What Order 818 says about China’s biotech ambitions
Order 818 also says something about the kind of biotech power China is trying to become. That momentum around licensing deals has made China more visible as a source of drug candidates. Order 818 points to building the regulatory and clinical infrastructure needed to develop, test, and potentially commercialize advanced therapies inside China.
Wang is careful not to frame this as China overtaking the U.S. across the biotech sector. “China is unlikely to displace the United States in first-in-class target discovery or foundational scientific breakthroughs, where the American academic system retains structural advantages,” he said.
Instead, he sees China’s potential advantage in areas where scale, infrastructure, and execution are particularly important. He pointed to clinical research scale, enrollment speed, real-world data generation, manufacturing cost structure, and Asian-specific phenotypic data as areas where China could become particularly competitive.
The geopolitical environment adds another layer of complexity. The biotech tensions between the U.S. and China have become more concrete, with regulators paying closer attention to reliance on Chinese partners when it comes to biotechnology. However, cross-border collaboration has not stopped.
Order 818 may make China more difficult for companies seeking direct control or simple cross-border development strategies. But it could make the country more attractive for companies willing to work with Chinese partners, generate Chinese clinical data, and plug into hospital-linked development and manufacturing networks.
For Wang, success will be measured by the practical implementation of the framework. Success would mean the first projects completing the full cycle from filing to translational approval, a cleaner market after gray-zone operators exit, and a more stable ecosystem connecting hospitals and domestic biotechs.

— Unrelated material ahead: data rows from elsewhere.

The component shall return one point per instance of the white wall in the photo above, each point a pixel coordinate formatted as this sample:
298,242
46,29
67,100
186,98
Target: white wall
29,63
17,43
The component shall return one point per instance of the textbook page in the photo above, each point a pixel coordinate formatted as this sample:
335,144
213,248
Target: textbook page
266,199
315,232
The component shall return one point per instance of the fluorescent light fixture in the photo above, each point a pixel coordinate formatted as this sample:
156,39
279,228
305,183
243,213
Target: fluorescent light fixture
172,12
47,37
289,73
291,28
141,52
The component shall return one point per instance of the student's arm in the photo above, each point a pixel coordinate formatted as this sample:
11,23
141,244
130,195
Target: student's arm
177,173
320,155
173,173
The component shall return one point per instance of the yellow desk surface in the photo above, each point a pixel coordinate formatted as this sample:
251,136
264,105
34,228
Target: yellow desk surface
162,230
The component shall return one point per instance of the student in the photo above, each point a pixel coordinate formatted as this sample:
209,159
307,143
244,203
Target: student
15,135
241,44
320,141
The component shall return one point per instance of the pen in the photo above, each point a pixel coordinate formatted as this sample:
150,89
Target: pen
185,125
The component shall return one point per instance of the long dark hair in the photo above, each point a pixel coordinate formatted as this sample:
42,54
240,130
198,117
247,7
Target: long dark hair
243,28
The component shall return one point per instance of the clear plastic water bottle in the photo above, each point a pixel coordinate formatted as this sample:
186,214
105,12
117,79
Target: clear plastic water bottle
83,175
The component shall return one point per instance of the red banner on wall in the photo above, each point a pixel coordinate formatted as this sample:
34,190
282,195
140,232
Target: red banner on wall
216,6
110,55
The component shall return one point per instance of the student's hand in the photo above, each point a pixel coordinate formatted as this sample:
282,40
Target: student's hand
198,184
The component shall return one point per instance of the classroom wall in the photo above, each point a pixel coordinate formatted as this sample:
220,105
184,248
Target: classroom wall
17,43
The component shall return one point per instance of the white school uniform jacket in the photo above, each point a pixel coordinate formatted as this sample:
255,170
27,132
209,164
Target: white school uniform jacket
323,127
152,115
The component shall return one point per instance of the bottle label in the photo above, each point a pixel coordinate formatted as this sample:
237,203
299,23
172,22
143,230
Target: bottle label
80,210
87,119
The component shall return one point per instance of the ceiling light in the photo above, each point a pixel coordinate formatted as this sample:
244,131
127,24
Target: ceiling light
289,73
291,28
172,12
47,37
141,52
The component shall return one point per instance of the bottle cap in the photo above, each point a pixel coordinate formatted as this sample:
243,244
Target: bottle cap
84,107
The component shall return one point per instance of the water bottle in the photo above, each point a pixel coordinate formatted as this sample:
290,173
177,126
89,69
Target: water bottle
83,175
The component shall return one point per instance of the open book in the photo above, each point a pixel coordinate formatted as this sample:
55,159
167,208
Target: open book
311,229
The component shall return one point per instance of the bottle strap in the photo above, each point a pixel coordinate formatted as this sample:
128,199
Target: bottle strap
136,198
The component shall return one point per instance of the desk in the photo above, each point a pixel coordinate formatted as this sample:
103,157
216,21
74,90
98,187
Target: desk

In five years, he said, China could become “the most clinically active CGT research market globally,” with more China-originated therapies that have cross-border commercial potential. Failure would look like a framework adopted on paper but slowed by hospital bottlenecks, unclear implementation, or approval timelines that make the new pathway less useful than the drug route it was meant to complement.
That uncertainty may be the right place to leave the story for now. Order 818 does not set in stone China’s position in global cell and gene therapy, but It does show that China is trying to shape the conditions under which CGTs are developed, commercialized, and kept within its own ecosystem for longer.